Anthem Properties, a major Vancouver developer, wants to delay a $10 million payment it owes city hall, citing “market uncertainty from recent interest rate increases, coupled with unprecedented increases in hard costs.”
Now, Anthem is asking for the second payment to be delayed and tied to a late stage of the building permit. The “outside date,” 24 months after the bylaw enactment, would remain the same.
Community amenity contributions are provided by developers to the city to pay for improvements in the area of the rezoning. The $26 million contribution for Anthem’s West Georgia project were earmarked for affordable housing, community facilities, firehalls, libraries, and child care in the West End. The outstanding balance is charged interest at the rate of prime plus two per cent.
Anthem declined to answer questions about the deferral request. In an email, an Anthem representative said: “We don’t have anything to add to the report to council.”
Council will consider Anthem’s request at a meeting next week.
The report going to council, which was made public Wednesday, notes that city planners sought direction from city hall’s risk management committee, which recommended accepting the proposal to delay the payment.
Today’s rapidly changing market conditions means a rezoning is approved in one environment, and then construction begins a couple of years later in a completely different economic climate, Geller said Wednesday, noting the Bank of Canada has just hiked its benchmark interest rate again.
It is not unexpected or unusual for developers to seek to renegotiate conditions of prior approvals after the fact, as market conditions change, Geller said.
In 2020, the developers behind the massive project under construction at the former Oakridge mall proposed major revisions to their plans, seeking council’s approval for more density and swapping a condo building for market rentals, The Vancouver Sun’s Joanne Lee-Young reported at the time.
Vancouver’s previous council approved the proposed revisions from Oakridge developers Westbank and Henriquez Partners Architects last year.
Speaking Wednesday, Andy Yan, director of Simon Fraser University’s City Program, asked if requests like Anthem’s could set a precedent.
Anthem’s request illustrates “the changing economic tides for development in the city and how it is eroding the financial assumptions for market development projects,” Yan said. “But when those conditions change, how should the city react?
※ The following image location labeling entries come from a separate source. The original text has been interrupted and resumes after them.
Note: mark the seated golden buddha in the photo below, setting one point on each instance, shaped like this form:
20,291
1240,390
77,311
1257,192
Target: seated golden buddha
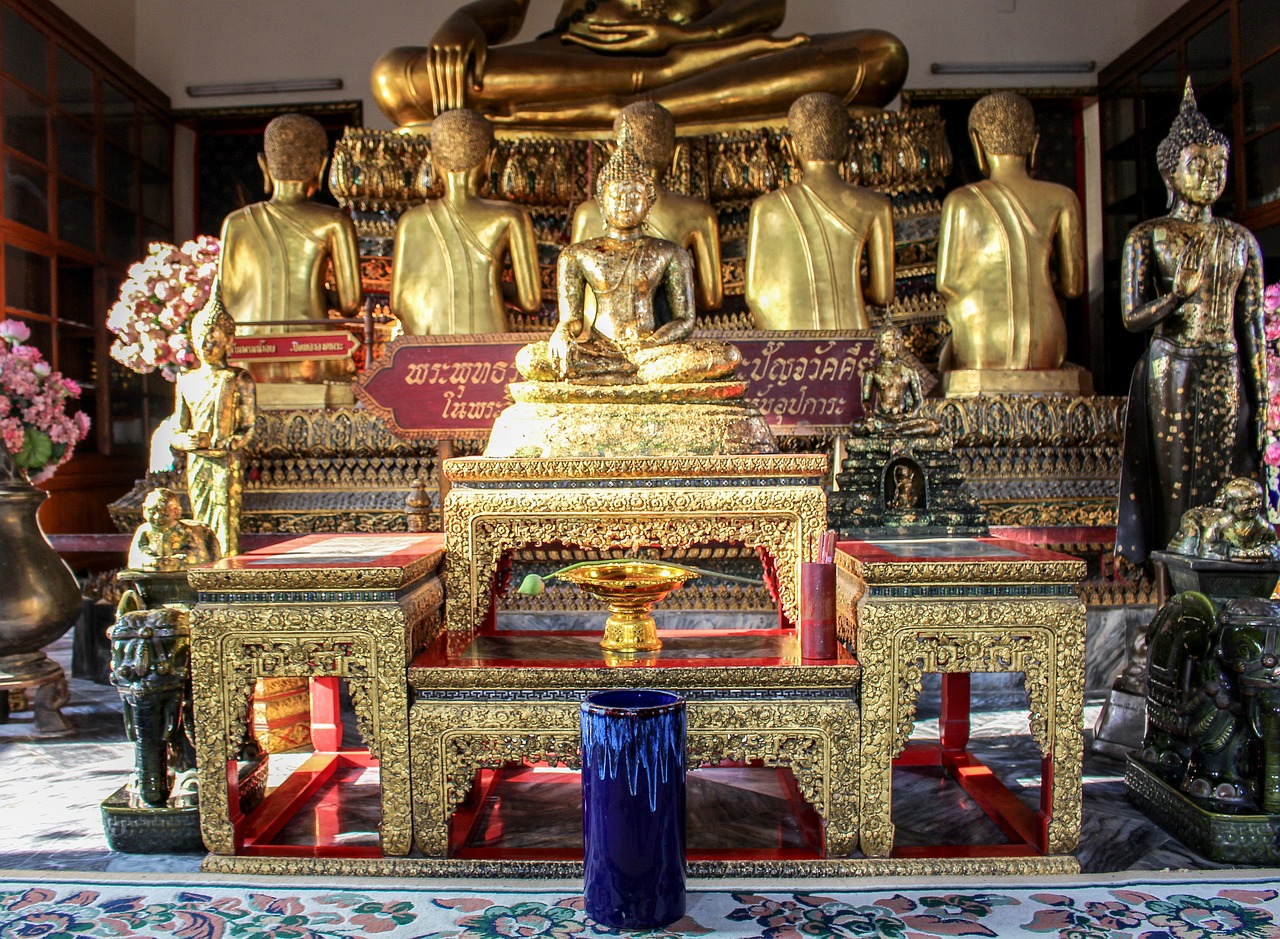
625,269
704,60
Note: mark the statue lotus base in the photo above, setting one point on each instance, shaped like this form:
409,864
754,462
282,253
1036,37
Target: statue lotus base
1221,837
963,383
566,420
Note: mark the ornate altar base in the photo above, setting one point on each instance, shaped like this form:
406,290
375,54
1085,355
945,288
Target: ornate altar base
768,503
562,420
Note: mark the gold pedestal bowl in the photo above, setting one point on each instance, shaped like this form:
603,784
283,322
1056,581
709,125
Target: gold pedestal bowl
630,589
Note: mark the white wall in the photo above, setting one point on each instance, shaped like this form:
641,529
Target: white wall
114,22
179,42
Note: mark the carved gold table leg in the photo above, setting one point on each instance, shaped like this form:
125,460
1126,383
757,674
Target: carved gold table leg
959,615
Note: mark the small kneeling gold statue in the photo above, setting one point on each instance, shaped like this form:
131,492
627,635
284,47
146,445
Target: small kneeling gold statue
216,407
625,269
165,541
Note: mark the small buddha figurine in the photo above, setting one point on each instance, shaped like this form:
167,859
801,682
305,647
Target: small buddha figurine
1197,403
1234,527
891,393
275,253
167,541
688,221
449,250
997,244
808,242
625,269
215,420
704,60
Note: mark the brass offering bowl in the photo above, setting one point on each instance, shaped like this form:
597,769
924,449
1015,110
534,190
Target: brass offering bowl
630,589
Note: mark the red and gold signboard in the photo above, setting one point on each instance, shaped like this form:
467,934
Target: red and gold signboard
293,347
455,386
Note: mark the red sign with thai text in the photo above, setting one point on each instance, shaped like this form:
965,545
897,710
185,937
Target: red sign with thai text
455,386
293,347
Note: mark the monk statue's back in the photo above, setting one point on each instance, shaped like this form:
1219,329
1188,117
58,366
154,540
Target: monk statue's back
447,274
808,242
275,253
999,242
604,54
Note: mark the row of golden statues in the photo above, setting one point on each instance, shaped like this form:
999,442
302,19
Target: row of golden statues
821,250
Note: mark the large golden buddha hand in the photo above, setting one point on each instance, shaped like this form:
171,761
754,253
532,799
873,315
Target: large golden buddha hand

If you consider the city a creditor on these projects, should they be flexible compared to the other creditors on these projects?”
Anthem was founded in Vancouver in the 1990s and has been active in dozens of markets in B.C., Alberta, and several U.S. states.
The company has more than 20,000 homes in its portfolio, nine million square feet of commercial real estate, and more than 34 square kilometres of land in western North America.
Anthem purchased the former Chevron location at 1698 West Georgia St., at the corner of Georgia and Bidwell, in 2017 for $72 million, Business in Vancouver reported at that time, citing Colliers vice-president David Taylor.
The future development, called Park by Anthem, is described on its website as “introducing a distinct perspective on life and luxury.”